# [plt-scheme] when to use define-struct?

 From: Bill Richter (richter at math.northwestern.edu) Date: Thu May 6 22:50:22 EDT 2004 Previous message: [plt-scheme] where is PLTPlot? Next message: [plt-scheme] when to use define-struct? Messages sorted by: [date] [thread] [subject] [author]

I'm learning define-struct from HtDP, to improve some "Lambda algebra"
code I wrote last year to cite in a Math paper.

HtDP has nice examples of using define-struct to specify tree-like
data.  I liked 14.4 Extended Exercise: Evaluating Scheme.  Simple
Scheme expression are trees consisting of numbers & symbols connected
by + and * (both 2 children). The tree-connections are specified by:

(define-struct mul (left right))

so (+ (* x x) (* y y)) is (make-add (make-mul 'x 'x) (make-mul 'y 'y))

My question (very specific below) is when should we use define-struct?
Any time we have a class of objects, say Widget, we can use
define-struct to specify lists of widgets, by

(define-struct widgets (first rest))

Then we can define lists of widgets in this way

(define w (awidget lowidgets))

and then (widget-first w) and (widget-rest w) are the first & rest of
my list of widgets w.

So my general question is: is this considered to be useful?  Maybe
it's only useful if we have more complicated tree-like data.  HtDP
doesn't seem to pull out structures any times there's a listofWidget.
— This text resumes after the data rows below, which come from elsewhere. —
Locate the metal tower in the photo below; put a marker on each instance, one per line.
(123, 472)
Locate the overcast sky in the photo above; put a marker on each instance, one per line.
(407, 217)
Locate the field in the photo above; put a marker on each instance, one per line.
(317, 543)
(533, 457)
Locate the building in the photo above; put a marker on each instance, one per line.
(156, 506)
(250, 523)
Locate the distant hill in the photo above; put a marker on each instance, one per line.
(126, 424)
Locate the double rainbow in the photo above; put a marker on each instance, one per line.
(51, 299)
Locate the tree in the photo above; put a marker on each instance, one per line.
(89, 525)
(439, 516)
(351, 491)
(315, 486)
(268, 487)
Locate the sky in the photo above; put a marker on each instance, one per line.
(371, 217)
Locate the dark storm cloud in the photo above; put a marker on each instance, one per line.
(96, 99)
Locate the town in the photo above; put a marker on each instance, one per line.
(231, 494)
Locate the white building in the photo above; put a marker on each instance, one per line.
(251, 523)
So here's my simple example that looks like lists of widgets.  I'm
working with a "tensor algebra over Z/2", and I have 1000 lines of
working but maybe-not-transparent DrScheme code.  I define

Monomial =lists of integers n >= 0

So (2 4 8) is a monomial.  The empty list is the "identity element."

I also define
Polynomial = lists of monomials

but actually, given any list of monomials, I replace it by the
polynomial given by quicksorting the list with left-lexicographical
order and then deleting repetitions.  (BTW Z/2 = deleting
repititions.)  The empty list is the important "zero element."

Then I have recursive functions : Polynomials ---> Polynomials.

I wrote the code where polynomials were lists of lists of integers.  I
tried to abstract the list-ness away with fancy names of functions:

(define (Poly+Poly X Y)
;; Returns the Lambda polynomial X + Y of two polynomials X & Y.
(append X Y))

(define (Mono*Mono x y)
;; Returns the Lambda monomial x * y of two terms x & y.
(append x y))

See, appending two lists of integers is multiplication, and appending
two lists of monomials is addition in the tensor algebra.  (BTW the
"lambda algebra" is a quotient of this tensor algebra.)

Anyway, I'm wondering if HtDP experts think there's any advantage to
using structures here to define Monomial & Polynomial.  I could say

(define-struct Mono (initial rest))
(define-struct Poly (first rest))

and then my definitions would become selectors:

(define (Mono-initial term)
;; Returns the initial  \i_1 of a nontrivial Lambda term \i_1 ... \i_n
(first term))

(define (Mono-rest term) (rest term))

(define (Poly-first X) (first X))

(define (Poly-rest X) (rest X))

If this isn't the right list to post such a question to, I apologize,
and I can send it to the graveyard c.l.s.  But it seems to me that the
only folks who would be interested & experts are here.